Steering + capture on the v2 model runner by RhizoNymph · Pull Request #185 · RhizoNymph/vllm

RhizoNymph · 2026-06-19T00:29:26Z

What

Ports the activation steering and capture control planes to the experimental v2 GPU model runner (vllm/v1/worker/gpu/model_runner.py), so they work there the same way they do on the v1 runner.

Why

The steering/capture data plane (the apply_steering / capture_residual custom ops, per-layer buffers, kernels, SteeringManager/CaptureManager/CaptureStepGate/ActivationStore) already lives in model_executor/ + v1/capture/ and is shared by both runners — both load the same model, so the in-forward hooks already fire on v2 and safely no-op when nothing drives them. Only the runner-side control plane was v1-only. Without it, turning on the v2 runner with steering/capture configured silently did nothing.

How

Two v2-native modules wire the existing subsystems into v2's lifecycle (add_requests / finish_requests / execute_model / sample_tokens); the v1 runner is untouched.
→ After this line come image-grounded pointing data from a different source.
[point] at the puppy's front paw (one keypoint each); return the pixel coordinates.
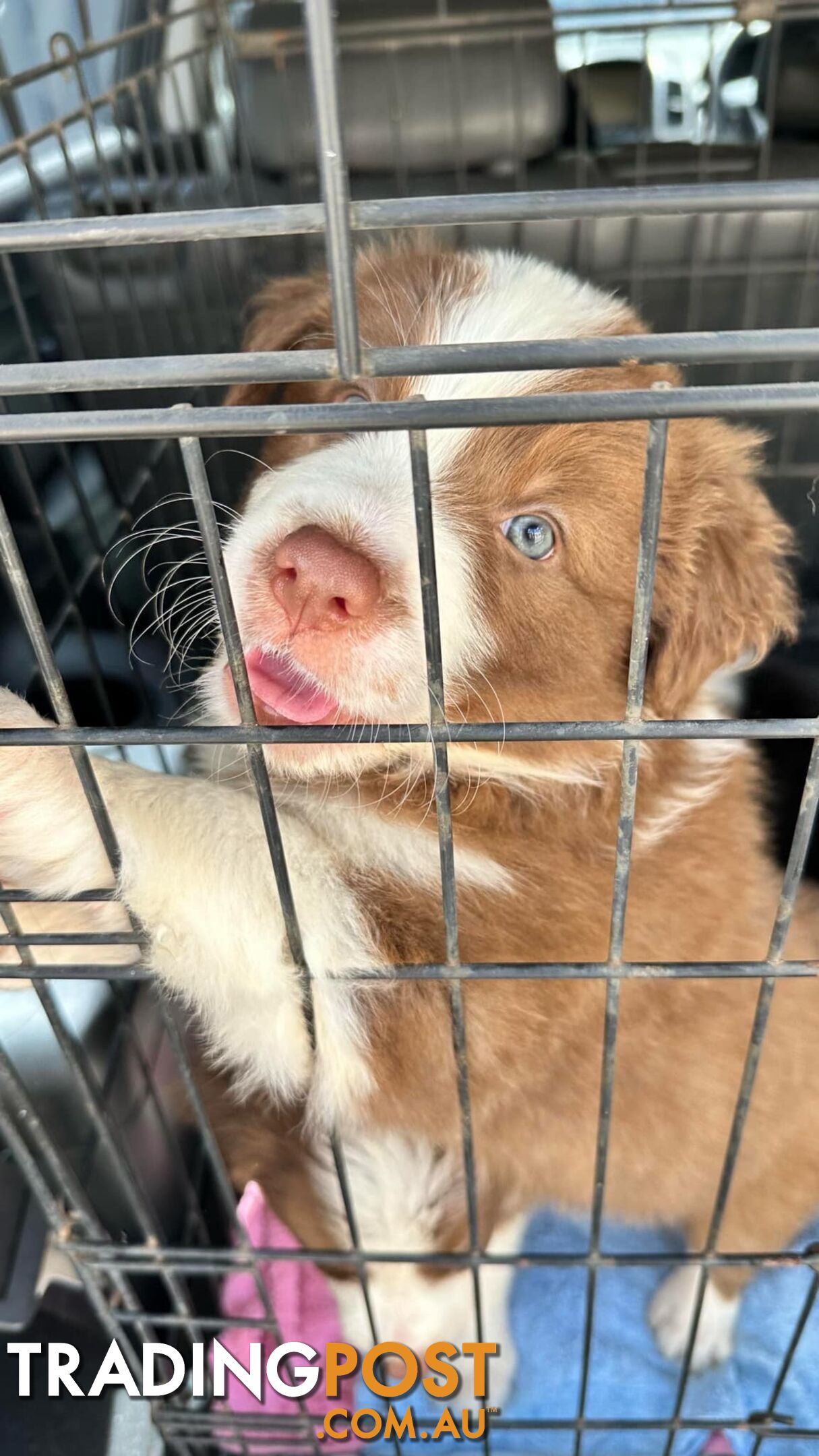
(671, 1314)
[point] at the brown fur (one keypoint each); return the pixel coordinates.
(704, 892)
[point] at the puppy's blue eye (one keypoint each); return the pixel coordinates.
(531, 535)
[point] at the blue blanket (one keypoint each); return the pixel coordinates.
(628, 1378)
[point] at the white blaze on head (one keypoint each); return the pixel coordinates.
(361, 489)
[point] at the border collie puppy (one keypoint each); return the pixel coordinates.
(537, 545)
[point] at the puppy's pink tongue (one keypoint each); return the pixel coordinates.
(282, 689)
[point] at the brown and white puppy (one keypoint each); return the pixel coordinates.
(537, 542)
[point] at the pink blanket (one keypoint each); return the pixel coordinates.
(303, 1306)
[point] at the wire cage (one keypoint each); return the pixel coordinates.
(158, 160)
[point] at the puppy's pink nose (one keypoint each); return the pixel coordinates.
(321, 583)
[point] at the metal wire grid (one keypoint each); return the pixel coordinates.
(107, 1269)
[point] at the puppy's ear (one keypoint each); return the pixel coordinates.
(286, 313)
(725, 588)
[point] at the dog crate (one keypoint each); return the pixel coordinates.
(158, 160)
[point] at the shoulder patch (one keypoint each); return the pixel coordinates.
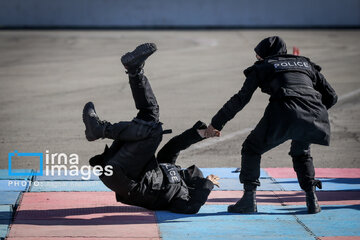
(290, 64)
(249, 70)
(317, 67)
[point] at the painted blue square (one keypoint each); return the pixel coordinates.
(214, 222)
(228, 172)
(9, 198)
(328, 184)
(333, 220)
(233, 184)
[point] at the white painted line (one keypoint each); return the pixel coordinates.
(213, 141)
(349, 95)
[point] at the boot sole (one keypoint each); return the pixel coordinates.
(141, 53)
(88, 134)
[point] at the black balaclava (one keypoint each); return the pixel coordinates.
(271, 46)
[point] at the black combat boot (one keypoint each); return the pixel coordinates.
(94, 128)
(200, 125)
(247, 204)
(311, 199)
(134, 61)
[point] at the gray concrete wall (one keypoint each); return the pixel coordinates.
(179, 13)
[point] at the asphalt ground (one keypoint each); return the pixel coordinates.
(46, 78)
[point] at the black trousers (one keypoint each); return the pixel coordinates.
(263, 138)
(136, 141)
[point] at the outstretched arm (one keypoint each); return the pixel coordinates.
(171, 150)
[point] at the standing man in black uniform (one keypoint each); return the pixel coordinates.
(138, 177)
(297, 110)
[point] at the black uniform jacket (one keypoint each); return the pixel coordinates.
(299, 99)
(168, 187)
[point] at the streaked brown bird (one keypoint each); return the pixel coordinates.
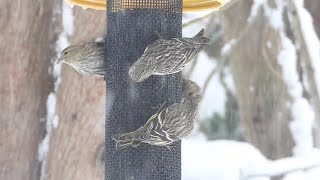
(169, 124)
(167, 56)
(87, 59)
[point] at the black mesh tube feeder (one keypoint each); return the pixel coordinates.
(131, 26)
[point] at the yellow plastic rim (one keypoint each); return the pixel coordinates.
(188, 5)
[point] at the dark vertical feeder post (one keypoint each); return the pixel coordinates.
(131, 27)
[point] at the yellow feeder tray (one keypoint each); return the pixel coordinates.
(188, 5)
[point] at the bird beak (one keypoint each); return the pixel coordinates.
(59, 61)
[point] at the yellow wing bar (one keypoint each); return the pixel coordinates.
(188, 5)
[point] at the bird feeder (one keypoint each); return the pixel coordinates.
(131, 26)
(188, 5)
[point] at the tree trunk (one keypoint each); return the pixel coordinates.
(75, 145)
(28, 33)
(262, 94)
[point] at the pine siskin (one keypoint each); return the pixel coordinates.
(87, 59)
(170, 124)
(167, 56)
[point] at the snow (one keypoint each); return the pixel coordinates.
(215, 96)
(311, 38)
(52, 119)
(232, 160)
(218, 160)
(228, 46)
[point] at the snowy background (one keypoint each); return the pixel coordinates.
(259, 118)
(207, 159)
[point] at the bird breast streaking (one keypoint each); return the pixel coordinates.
(167, 56)
(86, 59)
(168, 125)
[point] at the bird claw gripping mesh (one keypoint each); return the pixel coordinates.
(188, 5)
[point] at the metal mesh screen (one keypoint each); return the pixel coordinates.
(131, 27)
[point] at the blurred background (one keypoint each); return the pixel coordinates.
(259, 117)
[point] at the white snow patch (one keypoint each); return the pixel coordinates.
(302, 112)
(311, 38)
(269, 44)
(231, 160)
(215, 97)
(218, 160)
(228, 46)
(52, 119)
(257, 4)
(274, 15)
(67, 19)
gpu/capture_runner_mixin.py (CaptureRunnerMixin): manager/gate/store init, request register/finalize, the per-step force-eager decision (client-spec captures only — global specs ride the cudagraph-safe persistent-buffer path), gather-plan build, and draining results onto ModelRunnerOutput.capture_results.
gpu/steering_runner_mixin.py (SteeringRunnerMixin): subclasses the v1 SteeringModelRunnerMixin, reusing init / layer discovery / validation / the public RPC API / _resolve_request_steering unchanged, and overrides only the three methods that touched v1-runner state. It keeps its own per-request state (v2 retains no CachedRequestState), drives prefill→decode transitions and the per-token steering index, and needs no force-eager (persistent buffers are cudagraph-safe). gpu_worker.py already forwards the steering RPCs.

Design notes: docs/design/v2_runner_steering_capture.md.

Validation

CPU unit tests for the v2 glue (tests/v1/worker/test_gpu_v2_{steering,capture}_glue.py, 14 tests).
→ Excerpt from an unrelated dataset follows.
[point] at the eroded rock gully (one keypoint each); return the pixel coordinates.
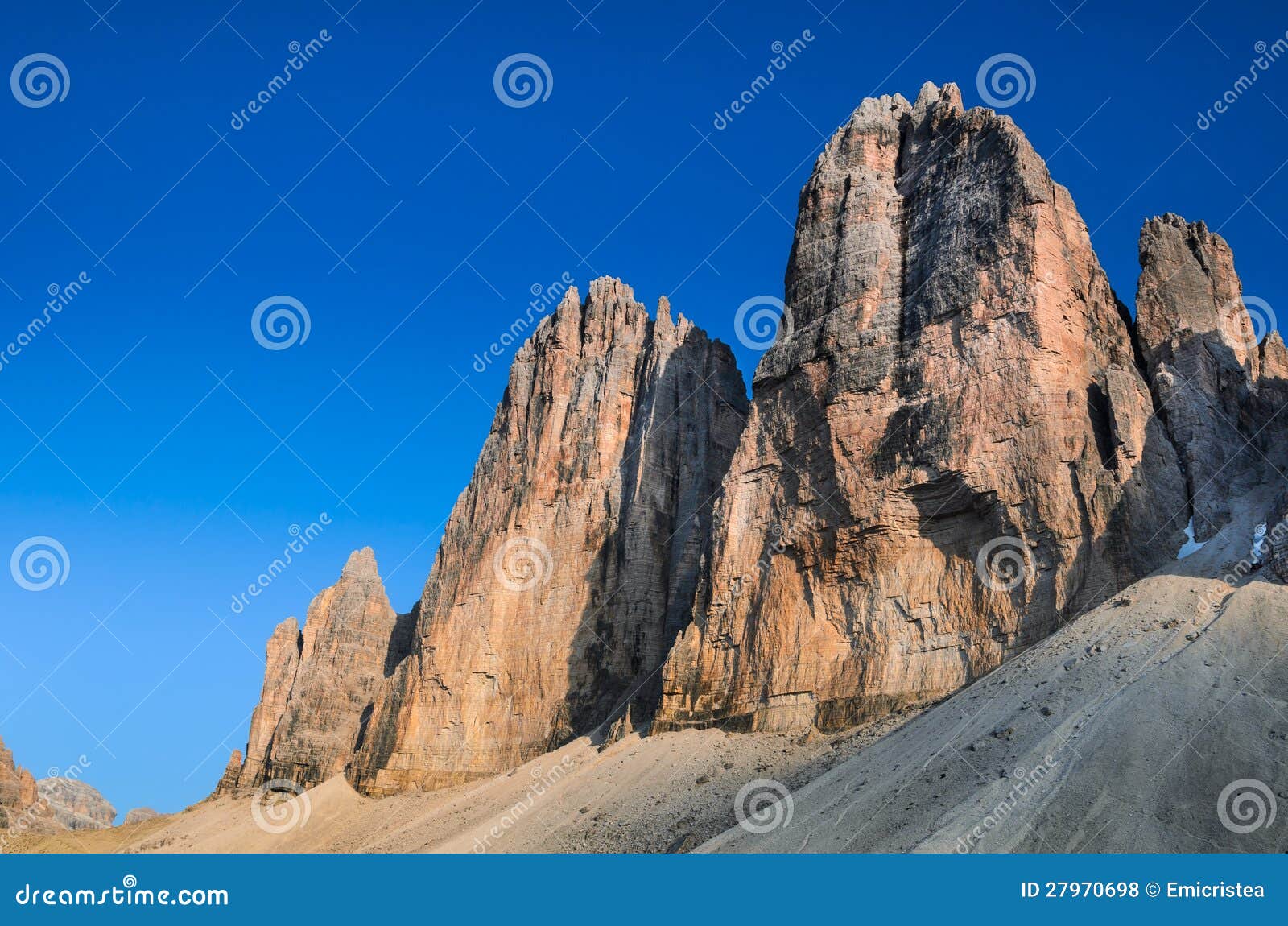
(960, 442)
GPU-validated on Qwen3-0.6B (RTX 3090, TP1/PP1), VLLM_USE_V2_MODEL_RUNNER=1:

Steering, eager and cudagraph: global vectors shift the output; clearing restores the exact baseline (confirms the persistent-buffer path is cudagraph-safe — no force-eager).
Capture, eager: a client-spec request (post_attn, layer 5, last_prompt) delivers one (1, hidden) bf16 row to a consumer's on_capture.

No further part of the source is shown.